Trump Administration Plans to Detain Immigrant Minors Indefinitely
A new rule by the Department of Homeland Security flouts 20 years of precedent mandating a limit of 20 days’ detention.
NBC reported Thursday that the Department of Homeland Security has proposed a new regulation that will allow U.S. Immigration and Customs Enforcement to detain immigrant minors and their parents indefinitely, flouting 20 years of precedent that mandates a limit of 20 days.
The rule goes into effect in 60 days, NBC explains, and allows ICE to keep migrant parents with their children as their asylum cases wind through the court system. An unnamed official who spoke to NBC explained that “the purpose of the rulemaking is to terminate the 1997 Flores settlement agreement that said children could not be held in detention longer than 20 days.”
As The Washington Post reports, Homeland Security officials believe that the current “limits on detaining families have effectively sent a message to would-be migrants that any parent who brings a child can expect to be quickly released from custody after entering the country illegally.”

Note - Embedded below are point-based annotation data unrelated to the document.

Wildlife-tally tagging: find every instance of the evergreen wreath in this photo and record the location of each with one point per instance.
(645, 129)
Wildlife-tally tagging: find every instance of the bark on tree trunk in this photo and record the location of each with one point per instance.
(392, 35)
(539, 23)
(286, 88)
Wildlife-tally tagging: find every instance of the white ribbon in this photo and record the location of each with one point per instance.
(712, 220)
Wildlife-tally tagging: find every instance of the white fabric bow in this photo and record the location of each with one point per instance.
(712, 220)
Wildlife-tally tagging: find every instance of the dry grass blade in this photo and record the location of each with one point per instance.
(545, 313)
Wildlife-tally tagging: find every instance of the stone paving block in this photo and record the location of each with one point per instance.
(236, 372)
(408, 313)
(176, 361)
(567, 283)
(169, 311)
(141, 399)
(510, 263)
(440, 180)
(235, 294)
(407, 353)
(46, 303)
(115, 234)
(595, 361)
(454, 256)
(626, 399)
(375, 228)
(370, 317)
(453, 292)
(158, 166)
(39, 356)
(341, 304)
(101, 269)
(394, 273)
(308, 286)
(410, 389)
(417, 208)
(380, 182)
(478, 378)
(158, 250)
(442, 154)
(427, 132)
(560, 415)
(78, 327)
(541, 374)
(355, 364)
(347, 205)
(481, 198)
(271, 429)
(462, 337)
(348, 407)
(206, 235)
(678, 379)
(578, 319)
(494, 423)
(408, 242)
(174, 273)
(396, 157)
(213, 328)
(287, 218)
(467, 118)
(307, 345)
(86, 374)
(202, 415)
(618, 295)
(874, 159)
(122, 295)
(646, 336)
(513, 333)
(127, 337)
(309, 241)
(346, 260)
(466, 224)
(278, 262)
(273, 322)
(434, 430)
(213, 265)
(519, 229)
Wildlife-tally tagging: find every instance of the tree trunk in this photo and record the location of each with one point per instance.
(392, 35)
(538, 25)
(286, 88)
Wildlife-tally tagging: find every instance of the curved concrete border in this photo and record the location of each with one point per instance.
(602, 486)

Homeland Security Secretary Kirstjen Nielsen defended the decision, saying in a statement, “Today, legal loopholes significantly hinder the Department’s ability to appropriately detain and promptly remove family units that have no legal basis to remain in the country.”
In order to detain migrant minors and their families indefinitely, ICE needs to expand its facilities to provide more room. The three current “family residential centers” have just 3,500 beds combined and “those facilities are almost always full,” the Post explains, adding that “limitations on child detention under the Flores settlement have been a disincentive to build more. The settlement also mandates that children can only be held in licensed facilities, and the government has struggled to find states willing to do so.”
The Trump administration told NBC that the new rule is legal because the facilities are being evaluated by third parties. Health and Human Services Secretary Alex Azar claims the rule will “satisfy the basic purpose” of the Flores agreement because the children will be kept safe. “Under this proposed rule, HHS would implement the Flores Settlement Agreement and our duties under the law to protect the safety and dignity of unaccompanied alien children in our custody,” he said.
NBC News did not name the third-party evaluators or explain how authorities plan to keep children safe.
The Post observes, “While the new rule does not require congressional approval, it’s likely to trigger new legal challenges and could revive still-simmering anger over the Trump administration’s separation of 2,600 migrant children from their parents under a border crackdown this spring.” NBC says that the case could go to an appellate court, or possibly to the Supreme Court.
Meanwhile, 500 migrant children remain in federal custody without their parents.